She said, “The developer started charging for toilet use and allowed us and our customers to use toilets only when we paid our service charge. Later, we agreed to it. In the beginning, it was high, but we fought for a reduction.
“Then, we were paying both service charge and electricity bills together, which we also deliberated on till it became N10,000 per month. Sometimes, we don’t have power supply and the developer said he was going to supply us prepaid meters. Unfortunately, we discovered that the meters were not purchased from the power company, but from China.
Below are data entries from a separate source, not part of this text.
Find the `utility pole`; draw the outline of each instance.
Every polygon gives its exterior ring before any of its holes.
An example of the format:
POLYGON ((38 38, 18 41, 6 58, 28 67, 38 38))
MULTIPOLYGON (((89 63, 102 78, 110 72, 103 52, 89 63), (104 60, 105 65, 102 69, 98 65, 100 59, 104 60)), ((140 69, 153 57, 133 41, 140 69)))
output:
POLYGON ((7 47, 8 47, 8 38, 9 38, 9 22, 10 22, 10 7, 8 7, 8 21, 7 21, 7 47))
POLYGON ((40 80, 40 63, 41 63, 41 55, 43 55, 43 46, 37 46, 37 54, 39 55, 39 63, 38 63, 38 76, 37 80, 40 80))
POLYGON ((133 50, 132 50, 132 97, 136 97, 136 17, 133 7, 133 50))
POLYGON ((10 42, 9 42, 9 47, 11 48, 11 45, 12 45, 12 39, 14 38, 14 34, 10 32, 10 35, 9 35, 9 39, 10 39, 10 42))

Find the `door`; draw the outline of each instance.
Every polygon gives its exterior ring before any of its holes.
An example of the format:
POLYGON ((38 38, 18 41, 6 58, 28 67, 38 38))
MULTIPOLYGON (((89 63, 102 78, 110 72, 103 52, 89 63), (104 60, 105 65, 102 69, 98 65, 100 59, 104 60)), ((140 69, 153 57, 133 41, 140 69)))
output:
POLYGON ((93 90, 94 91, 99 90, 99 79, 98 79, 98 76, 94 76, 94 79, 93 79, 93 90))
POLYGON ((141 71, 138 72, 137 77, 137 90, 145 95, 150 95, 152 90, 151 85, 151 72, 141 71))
“Later, Mr Fajana merged our electricity and generator bills. If there is no power supply, the gen is turned on. The lowest electricity bill is N5,000 a week. So, why won’t we have power supply and why are we paying N100 per unit?”
Another protester, Azeez Yusuf, said despite using prepaid meters, there had not been power supply in the complex in the last two weeks.
A female trader, who spoke on condition of anonymity, said the lack of power supply had affected businesses in the complex.
The trader said, “We pay N300,000 upwards (on rent) for each shop. We also pay for car parks, among other bills.
“We wanted to buy our prepaid meters outside, but the developer said no. Whenever we resume for business, we sit down, doing nothing because we do not have customers again. The developer is not creating publicity for the shopping complex.”
A fabric trader, Bukola Adejuyigbe, said shop owners usually used their mobile phones to light up their shops for customers.
“Some traders left because they were not satisfied with the developer’s services. Our shops are dark and customers hardly see what they buy,” she added.
The head of female traders in the complex, Alhaja Ganiyat Kasiru, said the developer promised to resolve the problems.
The developer, Fajana, denied the allegations, saying the prepaid meters were purchased from accredited agents.
He said, “The traders complained that the electricity bill was high and we explained to them that they were paying for generator and electricity bills because when there is no electricity, we turn on the generator.
“But in March, we received an electricity bill of N2.5m and the total inflow was less than that. So, the power company disconnected us from the power supply and we started using the generator to provide electricity for four hours per day pending the period we would discover the cause of the hike in electricity bills.
“Also, why I did not purchase the prepaid meters from the power firm is because there are accredited agents appointed by the Federal Government to sell prepaid meters. We purchased from those agents.
“The accredited prepaid meter testing agents have certified the meters we purchased to be good. I have made a lot of publicity about the shopping complex on radio stations. The traders should also make efforts to advertise their goods to increase patronage.”